The best that I can do is base the advice on a combination of expertise, research and intuition. However, I do not know you personally, I do not know what your specific situation is that you need advice around. I also do not know the environment you are operating in, nor the developmental frames or mental models that you have accumulated through your own interpretation of your experiences during your life until this day. I do not know your reactions to bad bosses, stress,  wins, systemic gender issues . My point is, this is the internal diversity that matters to you in your career advancement, the cognitive and emotional differences and capacities that every human has, not the just the social identity version of diversity that is touted in companies which way too often feels like Noah collecting animals for his Ark.

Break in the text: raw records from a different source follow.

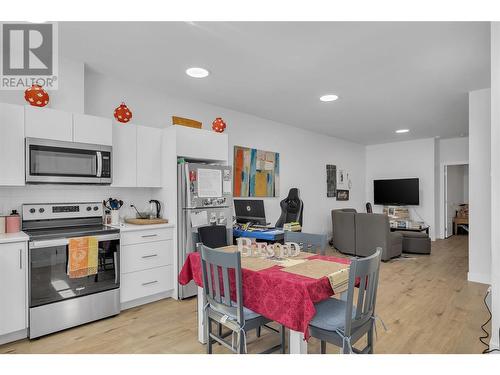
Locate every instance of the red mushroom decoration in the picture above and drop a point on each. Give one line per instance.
(122, 113)
(36, 96)
(218, 125)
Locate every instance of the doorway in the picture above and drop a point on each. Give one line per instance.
(456, 199)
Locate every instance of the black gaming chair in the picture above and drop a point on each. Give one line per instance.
(291, 208)
(213, 236)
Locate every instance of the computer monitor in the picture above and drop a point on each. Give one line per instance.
(250, 210)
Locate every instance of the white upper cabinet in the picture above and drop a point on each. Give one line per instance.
(201, 144)
(13, 286)
(124, 155)
(92, 129)
(149, 156)
(11, 145)
(48, 123)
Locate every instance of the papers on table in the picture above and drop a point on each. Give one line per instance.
(199, 218)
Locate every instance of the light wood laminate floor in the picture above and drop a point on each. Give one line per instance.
(425, 301)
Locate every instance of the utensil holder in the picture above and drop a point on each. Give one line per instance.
(115, 217)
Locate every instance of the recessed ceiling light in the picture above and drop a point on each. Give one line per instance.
(328, 98)
(196, 72)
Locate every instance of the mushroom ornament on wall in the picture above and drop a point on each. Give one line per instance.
(36, 96)
(218, 125)
(123, 113)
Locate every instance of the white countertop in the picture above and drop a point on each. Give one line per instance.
(125, 227)
(13, 237)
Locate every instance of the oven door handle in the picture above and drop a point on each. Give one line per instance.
(65, 241)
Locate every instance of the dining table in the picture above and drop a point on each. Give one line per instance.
(273, 290)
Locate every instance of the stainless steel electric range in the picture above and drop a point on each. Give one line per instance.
(56, 301)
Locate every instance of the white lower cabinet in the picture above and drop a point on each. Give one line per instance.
(146, 266)
(13, 288)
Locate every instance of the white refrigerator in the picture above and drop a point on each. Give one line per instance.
(204, 197)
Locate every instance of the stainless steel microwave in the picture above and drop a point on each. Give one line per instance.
(58, 162)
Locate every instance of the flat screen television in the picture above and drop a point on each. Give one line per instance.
(400, 192)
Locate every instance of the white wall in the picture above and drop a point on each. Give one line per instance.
(11, 198)
(495, 183)
(70, 93)
(479, 187)
(405, 160)
(303, 155)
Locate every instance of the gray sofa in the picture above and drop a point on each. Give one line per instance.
(360, 234)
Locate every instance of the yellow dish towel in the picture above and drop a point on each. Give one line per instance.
(82, 257)
(339, 280)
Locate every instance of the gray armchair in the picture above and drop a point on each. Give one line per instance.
(360, 234)
(372, 231)
(344, 230)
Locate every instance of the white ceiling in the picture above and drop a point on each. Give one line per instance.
(388, 75)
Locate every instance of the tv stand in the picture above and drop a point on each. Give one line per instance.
(422, 228)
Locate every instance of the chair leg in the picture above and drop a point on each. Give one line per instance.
(241, 343)
(219, 329)
(208, 329)
(370, 339)
(282, 335)
(345, 348)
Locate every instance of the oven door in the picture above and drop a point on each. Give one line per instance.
(48, 274)
(49, 161)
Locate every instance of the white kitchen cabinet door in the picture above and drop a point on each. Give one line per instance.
(13, 279)
(149, 156)
(92, 129)
(11, 145)
(48, 123)
(124, 155)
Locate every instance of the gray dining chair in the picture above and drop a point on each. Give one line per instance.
(339, 322)
(220, 308)
(312, 243)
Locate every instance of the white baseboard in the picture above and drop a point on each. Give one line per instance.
(13, 336)
(145, 300)
(479, 278)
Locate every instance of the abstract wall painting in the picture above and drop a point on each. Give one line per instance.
(342, 195)
(331, 181)
(256, 172)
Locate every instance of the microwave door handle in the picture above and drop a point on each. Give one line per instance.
(99, 163)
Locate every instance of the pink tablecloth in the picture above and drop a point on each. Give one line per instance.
(281, 296)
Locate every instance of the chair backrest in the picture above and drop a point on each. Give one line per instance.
(213, 236)
(366, 270)
(312, 243)
(215, 266)
(292, 208)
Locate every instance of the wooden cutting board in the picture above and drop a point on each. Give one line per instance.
(146, 221)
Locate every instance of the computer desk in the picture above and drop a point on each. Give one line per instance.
(273, 235)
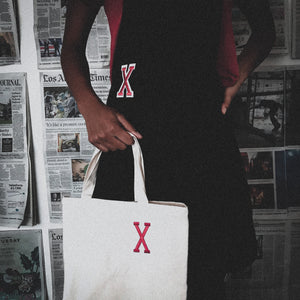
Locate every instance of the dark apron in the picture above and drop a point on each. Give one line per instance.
(170, 91)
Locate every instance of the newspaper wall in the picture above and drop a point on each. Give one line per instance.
(49, 23)
(279, 10)
(67, 150)
(294, 263)
(14, 164)
(57, 263)
(9, 44)
(265, 115)
(21, 265)
(295, 34)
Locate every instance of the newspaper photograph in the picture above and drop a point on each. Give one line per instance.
(49, 24)
(21, 266)
(267, 278)
(57, 262)
(9, 36)
(258, 111)
(265, 173)
(14, 161)
(67, 149)
(242, 30)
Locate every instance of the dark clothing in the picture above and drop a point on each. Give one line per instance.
(189, 150)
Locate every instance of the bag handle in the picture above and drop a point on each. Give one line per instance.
(139, 174)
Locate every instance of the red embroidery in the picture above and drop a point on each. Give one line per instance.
(142, 237)
(126, 73)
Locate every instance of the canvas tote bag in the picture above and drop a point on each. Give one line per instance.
(133, 250)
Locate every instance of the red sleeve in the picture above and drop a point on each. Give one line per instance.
(227, 64)
(113, 10)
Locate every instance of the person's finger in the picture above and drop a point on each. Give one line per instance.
(125, 138)
(101, 147)
(127, 126)
(114, 144)
(225, 105)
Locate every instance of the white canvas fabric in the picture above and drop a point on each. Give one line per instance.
(124, 250)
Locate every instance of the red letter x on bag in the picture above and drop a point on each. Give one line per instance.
(126, 73)
(142, 236)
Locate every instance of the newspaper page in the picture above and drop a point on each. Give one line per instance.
(9, 41)
(242, 29)
(14, 164)
(21, 265)
(265, 116)
(49, 23)
(295, 29)
(57, 262)
(67, 149)
(267, 278)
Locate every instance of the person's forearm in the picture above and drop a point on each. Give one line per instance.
(77, 75)
(255, 51)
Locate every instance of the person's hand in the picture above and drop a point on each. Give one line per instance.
(108, 129)
(229, 94)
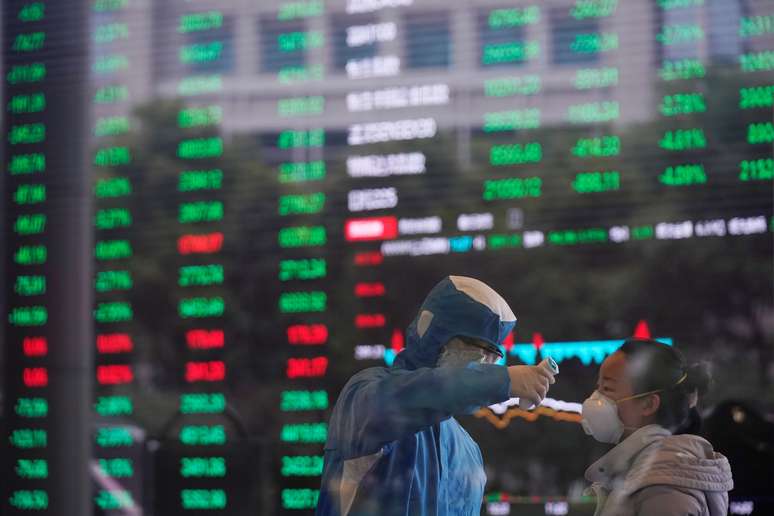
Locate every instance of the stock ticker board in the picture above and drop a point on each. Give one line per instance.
(277, 184)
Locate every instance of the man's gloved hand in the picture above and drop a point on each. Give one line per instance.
(530, 382)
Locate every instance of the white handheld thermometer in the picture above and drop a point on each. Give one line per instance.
(549, 365)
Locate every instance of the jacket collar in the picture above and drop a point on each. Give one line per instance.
(618, 460)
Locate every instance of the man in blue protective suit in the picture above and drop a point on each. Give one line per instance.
(393, 446)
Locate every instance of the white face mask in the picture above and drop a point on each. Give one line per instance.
(600, 415)
(600, 418)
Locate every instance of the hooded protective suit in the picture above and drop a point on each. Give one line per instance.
(393, 447)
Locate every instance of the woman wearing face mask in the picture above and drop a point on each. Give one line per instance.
(645, 404)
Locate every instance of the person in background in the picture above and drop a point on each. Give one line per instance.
(645, 404)
(393, 446)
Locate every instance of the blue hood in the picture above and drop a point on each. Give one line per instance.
(457, 305)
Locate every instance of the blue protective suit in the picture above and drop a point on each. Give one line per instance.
(393, 446)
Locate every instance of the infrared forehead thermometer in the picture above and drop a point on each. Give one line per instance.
(549, 365)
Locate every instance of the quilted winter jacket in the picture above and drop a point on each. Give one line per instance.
(653, 472)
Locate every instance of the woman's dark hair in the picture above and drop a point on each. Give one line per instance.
(655, 366)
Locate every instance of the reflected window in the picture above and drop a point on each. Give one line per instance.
(428, 40)
(358, 37)
(576, 41)
(284, 44)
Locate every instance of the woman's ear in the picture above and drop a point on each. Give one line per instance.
(651, 405)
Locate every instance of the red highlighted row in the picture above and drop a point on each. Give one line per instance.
(207, 243)
(372, 228)
(108, 343)
(204, 339)
(370, 321)
(35, 346)
(307, 367)
(307, 334)
(114, 374)
(369, 258)
(370, 289)
(35, 376)
(212, 371)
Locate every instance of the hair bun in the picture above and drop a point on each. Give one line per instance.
(699, 377)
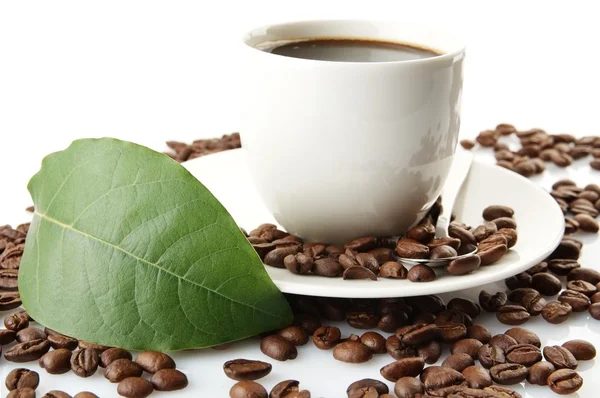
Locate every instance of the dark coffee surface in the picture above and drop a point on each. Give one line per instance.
(350, 50)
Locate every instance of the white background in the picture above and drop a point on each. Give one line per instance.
(150, 71)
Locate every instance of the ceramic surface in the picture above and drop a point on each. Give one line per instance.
(339, 150)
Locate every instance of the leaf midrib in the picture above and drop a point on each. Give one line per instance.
(87, 235)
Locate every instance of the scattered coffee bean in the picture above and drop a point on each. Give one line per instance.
(84, 362)
(278, 348)
(480, 333)
(136, 387)
(167, 379)
(490, 355)
(379, 386)
(153, 361)
(245, 369)
(374, 341)
(402, 368)
(22, 378)
(56, 361)
(112, 354)
(29, 334)
(458, 362)
(564, 381)
(408, 387)
(122, 368)
(539, 372)
(22, 393)
(556, 312)
(26, 352)
(508, 373)
(560, 357)
(463, 266)
(546, 283)
(352, 352)
(477, 377)
(503, 341)
(512, 315)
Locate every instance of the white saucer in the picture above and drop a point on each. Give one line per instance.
(540, 227)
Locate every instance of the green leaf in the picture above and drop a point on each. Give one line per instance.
(128, 249)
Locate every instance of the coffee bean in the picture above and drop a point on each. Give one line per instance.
(458, 362)
(560, 357)
(22, 393)
(167, 379)
(22, 378)
(524, 336)
(586, 222)
(56, 394)
(56, 361)
(352, 352)
(523, 354)
(374, 341)
(112, 354)
(518, 281)
(91, 346)
(122, 368)
(9, 279)
(17, 321)
(492, 303)
(451, 331)
(327, 267)
(503, 341)
(564, 381)
(417, 334)
(409, 248)
(464, 305)
(29, 351)
(585, 274)
(408, 387)
(492, 212)
(556, 312)
(480, 333)
(135, 387)
(477, 377)
(298, 263)
(84, 362)
(508, 373)
(58, 340)
(421, 273)
(437, 377)
(29, 334)
(402, 368)
(467, 346)
(512, 315)
(430, 352)
(278, 348)
(579, 302)
(546, 283)
(491, 355)
(153, 361)
(582, 350)
(539, 372)
(397, 349)
(463, 266)
(245, 369)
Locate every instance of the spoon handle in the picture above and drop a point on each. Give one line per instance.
(456, 177)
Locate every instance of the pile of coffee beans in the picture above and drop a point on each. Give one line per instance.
(537, 147)
(184, 152)
(415, 332)
(369, 257)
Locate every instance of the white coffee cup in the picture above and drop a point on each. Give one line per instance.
(339, 150)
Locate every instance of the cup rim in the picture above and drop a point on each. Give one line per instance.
(456, 52)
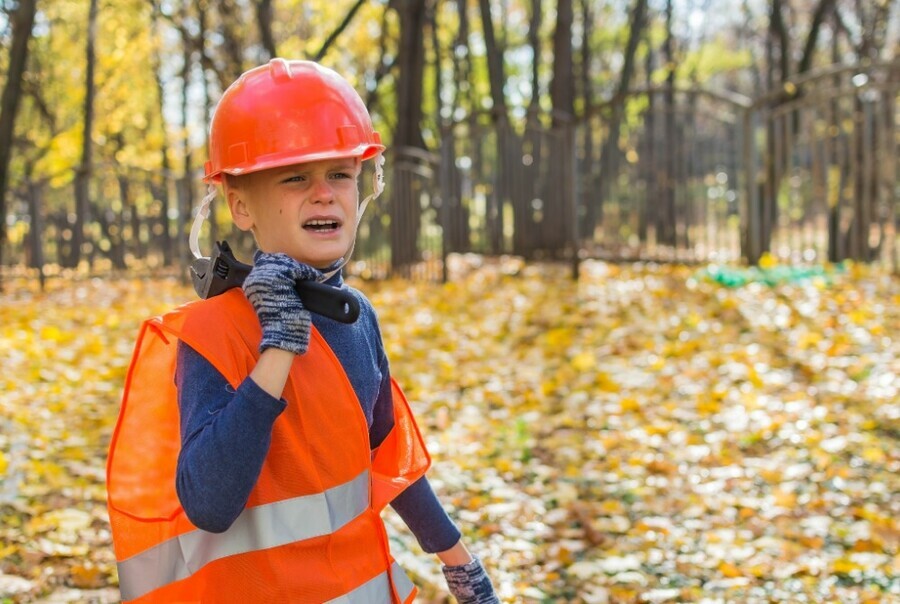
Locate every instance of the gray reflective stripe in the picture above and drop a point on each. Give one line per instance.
(377, 590)
(257, 528)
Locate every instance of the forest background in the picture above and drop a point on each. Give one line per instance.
(667, 434)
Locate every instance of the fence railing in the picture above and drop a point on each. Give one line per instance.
(808, 173)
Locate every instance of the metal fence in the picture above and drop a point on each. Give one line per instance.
(808, 173)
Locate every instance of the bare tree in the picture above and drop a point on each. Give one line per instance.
(339, 30)
(83, 173)
(610, 153)
(405, 218)
(22, 22)
(264, 16)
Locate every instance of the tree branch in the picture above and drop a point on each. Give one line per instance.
(337, 32)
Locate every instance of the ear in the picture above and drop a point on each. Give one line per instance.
(240, 211)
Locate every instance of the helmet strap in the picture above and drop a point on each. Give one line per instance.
(202, 214)
(378, 188)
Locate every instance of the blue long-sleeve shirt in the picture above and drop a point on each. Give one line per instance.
(226, 432)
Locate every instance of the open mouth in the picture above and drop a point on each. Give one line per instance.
(323, 225)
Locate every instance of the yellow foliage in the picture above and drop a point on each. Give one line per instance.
(562, 435)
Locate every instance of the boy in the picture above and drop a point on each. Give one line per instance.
(259, 476)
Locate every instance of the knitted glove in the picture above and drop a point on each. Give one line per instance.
(270, 289)
(470, 584)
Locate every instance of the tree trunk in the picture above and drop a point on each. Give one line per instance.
(162, 192)
(83, 173)
(406, 214)
(36, 229)
(264, 16)
(586, 216)
(560, 220)
(665, 205)
(337, 32)
(22, 21)
(610, 153)
(497, 78)
(186, 189)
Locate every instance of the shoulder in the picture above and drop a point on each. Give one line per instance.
(367, 313)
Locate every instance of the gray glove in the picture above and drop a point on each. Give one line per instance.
(270, 289)
(470, 584)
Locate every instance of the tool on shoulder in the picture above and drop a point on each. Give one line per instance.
(222, 271)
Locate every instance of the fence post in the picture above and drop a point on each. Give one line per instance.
(754, 215)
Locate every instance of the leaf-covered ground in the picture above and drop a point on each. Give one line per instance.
(643, 435)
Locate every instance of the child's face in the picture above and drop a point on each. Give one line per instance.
(307, 211)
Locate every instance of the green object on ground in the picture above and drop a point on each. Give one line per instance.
(738, 276)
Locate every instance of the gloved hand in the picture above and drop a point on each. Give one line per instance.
(470, 584)
(270, 289)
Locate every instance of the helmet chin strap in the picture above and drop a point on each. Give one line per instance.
(377, 189)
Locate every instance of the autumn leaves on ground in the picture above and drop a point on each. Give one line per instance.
(646, 434)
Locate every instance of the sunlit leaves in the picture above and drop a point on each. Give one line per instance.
(643, 435)
(64, 356)
(649, 435)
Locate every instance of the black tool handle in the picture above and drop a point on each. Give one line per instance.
(328, 301)
(222, 271)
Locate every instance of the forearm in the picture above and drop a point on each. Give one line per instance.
(225, 439)
(220, 464)
(272, 370)
(456, 555)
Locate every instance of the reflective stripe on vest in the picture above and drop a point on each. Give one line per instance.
(377, 590)
(257, 528)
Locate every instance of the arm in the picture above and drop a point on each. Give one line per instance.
(226, 434)
(225, 437)
(419, 508)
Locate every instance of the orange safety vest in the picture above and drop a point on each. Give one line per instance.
(311, 530)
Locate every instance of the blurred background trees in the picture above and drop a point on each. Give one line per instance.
(515, 126)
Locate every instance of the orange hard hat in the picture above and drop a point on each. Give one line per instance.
(287, 112)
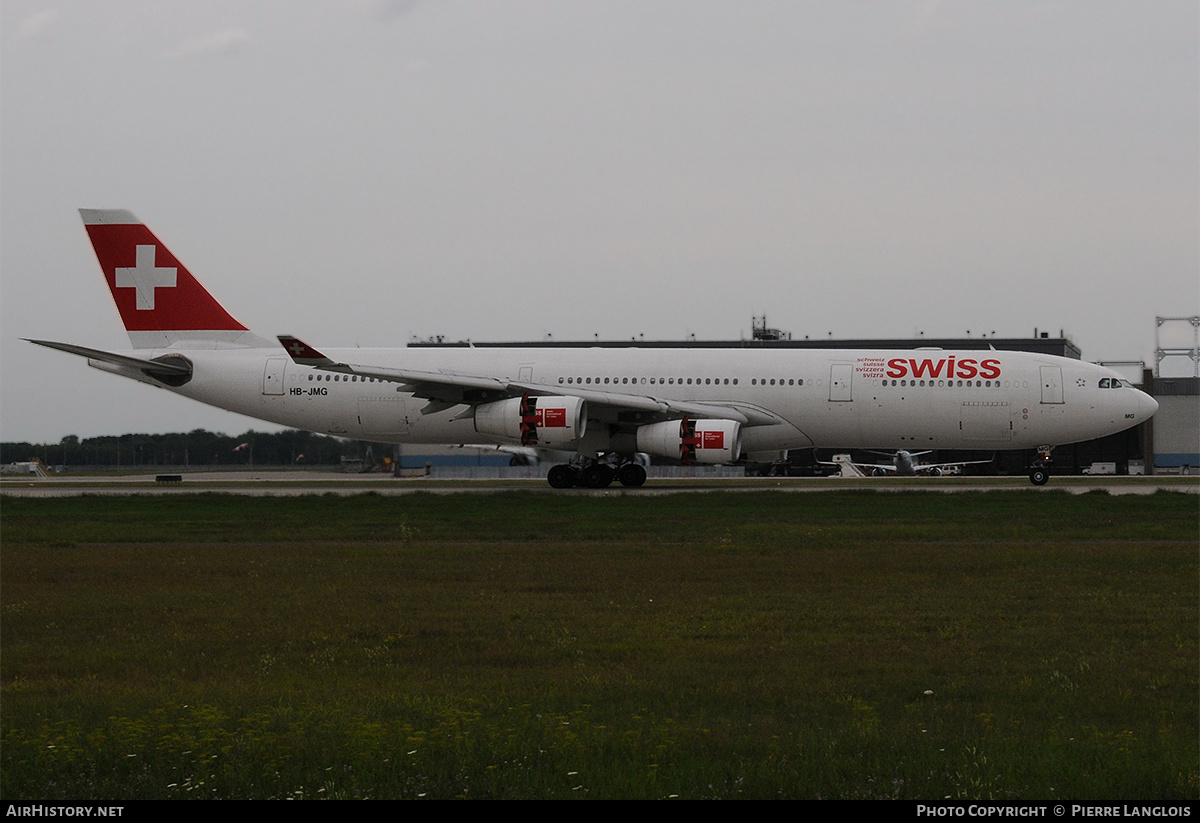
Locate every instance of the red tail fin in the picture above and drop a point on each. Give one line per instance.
(160, 301)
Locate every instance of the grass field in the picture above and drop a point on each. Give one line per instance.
(834, 644)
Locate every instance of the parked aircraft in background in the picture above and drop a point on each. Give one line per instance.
(601, 404)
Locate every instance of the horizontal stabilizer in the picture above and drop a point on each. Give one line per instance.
(169, 368)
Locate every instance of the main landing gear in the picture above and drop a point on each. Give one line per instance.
(594, 474)
(1039, 473)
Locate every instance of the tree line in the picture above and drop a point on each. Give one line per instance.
(196, 448)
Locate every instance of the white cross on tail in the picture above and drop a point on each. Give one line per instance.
(145, 277)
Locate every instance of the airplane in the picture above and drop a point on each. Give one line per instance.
(601, 404)
(904, 463)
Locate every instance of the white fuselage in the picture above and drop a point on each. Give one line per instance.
(795, 398)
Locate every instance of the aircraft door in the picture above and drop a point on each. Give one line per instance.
(1051, 384)
(840, 376)
(273, 376)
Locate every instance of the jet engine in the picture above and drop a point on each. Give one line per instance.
(543, 422)
(693, 440)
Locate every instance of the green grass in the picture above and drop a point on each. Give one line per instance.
(841, 644)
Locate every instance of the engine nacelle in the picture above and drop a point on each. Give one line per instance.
(543, 422)
(693, 440)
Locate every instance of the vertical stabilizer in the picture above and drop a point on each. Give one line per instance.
(159, 299)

We are all a product of our ability to self-reflect on our conscious thoughts and actions. The unconscious beliefs we all hold are harder to access as they are unknown to us but often hold in place competing agendas that stop us from achieving our goals via behaviors that are not aligned with goal attainment. I have mentioned Robert Kegan and Lisa Lahey’s book Immunity to Change a couple of times in this column. They don’t know who I am, this is one of the few books I wax lyrical about, but I can honestly tell you their work is a must read for anyone who is wondering how to really get to why some of those goals and resolutions around career, fitness, family are still outstanding. I just wrote a paper integrating their work with the Columbia Coaching Program Process, as it is my firm belief that unless you access the murky unconscious of how you construct your big assumptions, and say them out loud to yourself to check for validity, your self-efficacy around goal setting for you as an executive can’t be totally effective- even if you are the most motivated person on the planet.

So, this week instead of telling you to do this strategy or that strategy, I am going to ask you to think, pre-holidays, about what you want to achieve in the next 12 months and then to look long and hard at what you are currently doing to reach those goals. Not the should or ought to do but what you are doing or not doing. Then ask yourself whats really going on? What is your competing agenda hidden in all of this?